Jean-François Perrault, senior vice president and chief economist with Scotiabank, says there is a price to pay if Canada does not fix its housing situation.
“It means that there’s no chance affordability is going to improve,” Perrault told the Straight in a phone interview.
What’s a way to put it more simply?
“Unless we find a way to improve things, you know, prices are going to keep going up and up and up,” Perrault explained.
Perrault recently released a report about housing numbers in the country.
The report indicates that compared to its peers in the G7, which is the grouping of the world’s most developed nations, Canada has the lowest population-adjusted housing stock.
Excluding Canada, the G7 has an average of 480 private dwellings per 1,000 people in 2020.
In Canada, it was 425 to 426, based on Perrault’s report and the figures he provided to the Straight.
Just the same, the country lags behind the U.S., which has 427 per thousand population, and the U.K., 433.
France is at the top, with 540.
In his report, Perrault noted that relative to the G7 average, all provinces in Canada other than Nova Scotia (484), and Newfoundland and Labrador (518) are “below our peers”.
Meanwhile, New Brunswick (471), Prince Edward Island (465) , and Québec (470) are “reasonably close to the G7 average”.
“All other provinces are significantly below,” Perrault wrote.
Now, the Scotiabank executive noted that “comparing individual provinces to the national averages of G7 countries can be misleading”.
And so Perrault went on to compare provincial numbers.
Based on the figures provided the Straight, Canada has an average of 426 private dwellings per 1,000 population.
Manitoba (409), and Ontario and Alberta (398 each) are below the national average, while the rest are above.
In B.C., the number is 429.
For Saskatchewan, it’s 433.
Perrault’s report on January 12 makes a calculation on how to ease some of Canada’s “structural housing deficit”.
“The gap in relation to G7 countries would only be partially closed if we assumed that each of these provinces eliminated the difference relative to the remainder of the country,” the Scotiabank chief economist wrote.
Perrault explained: “This would raise Canada’s national average to 447 dwellings per 1,000 individuals from 425. That would put Canada on par with the UK and above the US, but still leave us well below the 480 dwellings per 1,000 individuals average in the G7.”
Hence: “To close that gap completely, we would need to build another 1.8 million housing units.
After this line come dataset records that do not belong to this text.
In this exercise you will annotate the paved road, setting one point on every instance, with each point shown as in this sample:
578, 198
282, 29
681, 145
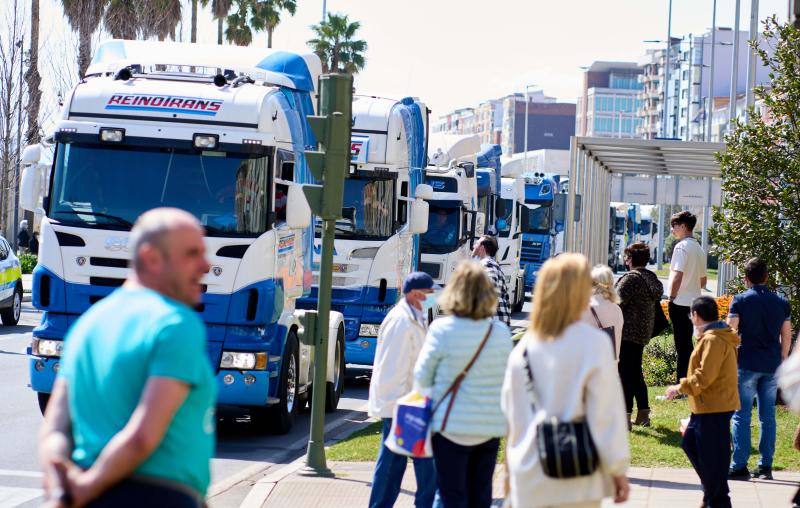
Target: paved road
243, 452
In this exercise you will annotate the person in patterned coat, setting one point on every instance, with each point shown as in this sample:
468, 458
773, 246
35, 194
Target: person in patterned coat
638, 289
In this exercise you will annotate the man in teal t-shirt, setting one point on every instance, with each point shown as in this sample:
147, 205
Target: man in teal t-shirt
136, 386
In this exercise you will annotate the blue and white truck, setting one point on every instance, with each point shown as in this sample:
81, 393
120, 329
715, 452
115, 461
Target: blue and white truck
539, 227
377, 242
454, 216
220, 132
509, 208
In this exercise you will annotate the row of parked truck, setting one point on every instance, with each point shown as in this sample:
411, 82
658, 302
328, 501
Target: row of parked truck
221, 132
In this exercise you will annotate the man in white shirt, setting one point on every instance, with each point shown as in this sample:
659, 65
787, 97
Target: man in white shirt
400, 340
687, 277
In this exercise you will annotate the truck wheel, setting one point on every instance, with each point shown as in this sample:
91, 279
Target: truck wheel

The challenge, therefore, is not strictly limited to Alberta, Manitoba, and Ontario.”
Perrault wrote that the “chronic shortage of housing relative to the population’s needs will put upward pressure on prices and reduce affordability”.
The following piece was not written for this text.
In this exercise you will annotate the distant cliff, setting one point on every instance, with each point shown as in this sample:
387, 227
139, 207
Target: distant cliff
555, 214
“This is not to say prices will increase every month,” he noted.
“There are likely to be months or short periods where prices do not rise and perhaps fall,” Perrault continued, “but our view is that prices will generally be on the rise until a better balance between needs and availability is found.”
In the interview, Perrault told the Straight there is no easy answer to a problem as complex as Canada’s housing shortage.
“Oh my goodness! I guess it’s like a billion-dollar question,” he said.
However, Perrault noted there is no way out except to “accelerate the pace of building homes”.
Meanwhile, the continued increase in home prices will leave some people behind.
“It’s great if you own a home; it’s not great if you don’t own home,” Perrault said.